Leap Motion’s Michael Buckwald Lays Out His Vision For Gesture-Based Computer Interaction

While I was at South by Southwest Interactive, I had a chance to meet with the Leap Motion team and try out their upcoming gesture-based controller. We’ve been writing about the company for a while now, but this was a chance to see the technology in-person, and to use it with existing apps.

Thankfully, my own feeble attempts to play Cut The Rope using the Leap Motion Controller weren’t recorded on camera, but we did film a short demo by Vice President of Product Marketing Michael Zagorsek. He showed off a 3D visualizer that helps developers understand the controller’s capabilities, then played Fruit Ninja using a chopstick, and finally used the controller to sculpt a digital clay.

After the demo, I sat down with CEO Michael Buckwald to talk some more about his plans for the product. The company still intends to start shipping units to preorder customers on May 13 and selling them in stores on May 19.

I was impressed by what I saw, but I also asked Buckwald whether, in order to master the new controller, some users might have to un-learn certain behaviors acquired from keyboards, mice, and trackpads.

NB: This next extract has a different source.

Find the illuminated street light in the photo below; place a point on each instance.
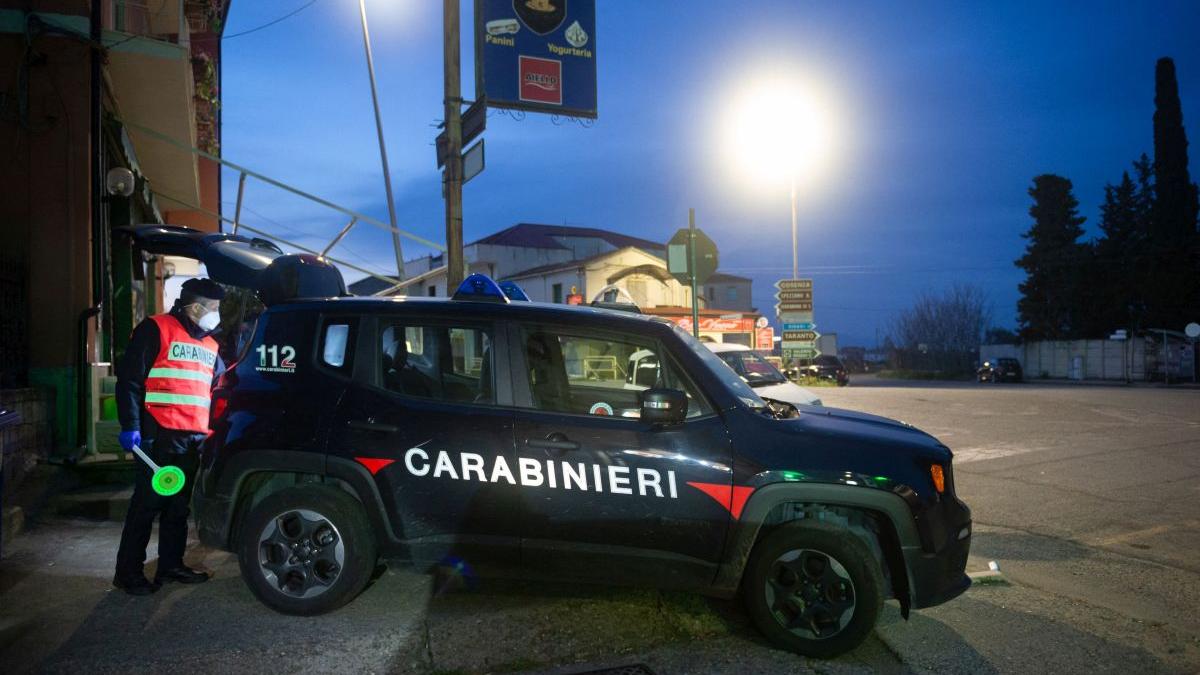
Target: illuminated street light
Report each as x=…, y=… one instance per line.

“Interaction with a computer should be as similar to interaction with the real-world as possible,” he said. Other input devices may have “confused or unlearned” people’s instincts, but he argued, “Usually it takes people only a few seconds to recalibrate, and ultimately that deep, hardwired, instinctual ability to reach out and just grab an object in 3D space — because the world is 3D — that wins out.”

Eventually, Buckwald said he wants to see Leap Motion technology embedded into a wide range of devices, including head-mounted displays like Google Glass. In fact, he suggested that gesture-based controls could be the key to making those devices take take off, because typing into a keyboard breaks the immersive experience. Not that he’s endorsing Google specifically.

“There are many other companies, both startups and entrenched players, that are working in that space,” he said. “I think that it is going to be inevitable. It’s just a question of when.”

Earlier this week, the team behind the Fleksy gesture keyboard demonstrated their own integration with Leap Motion.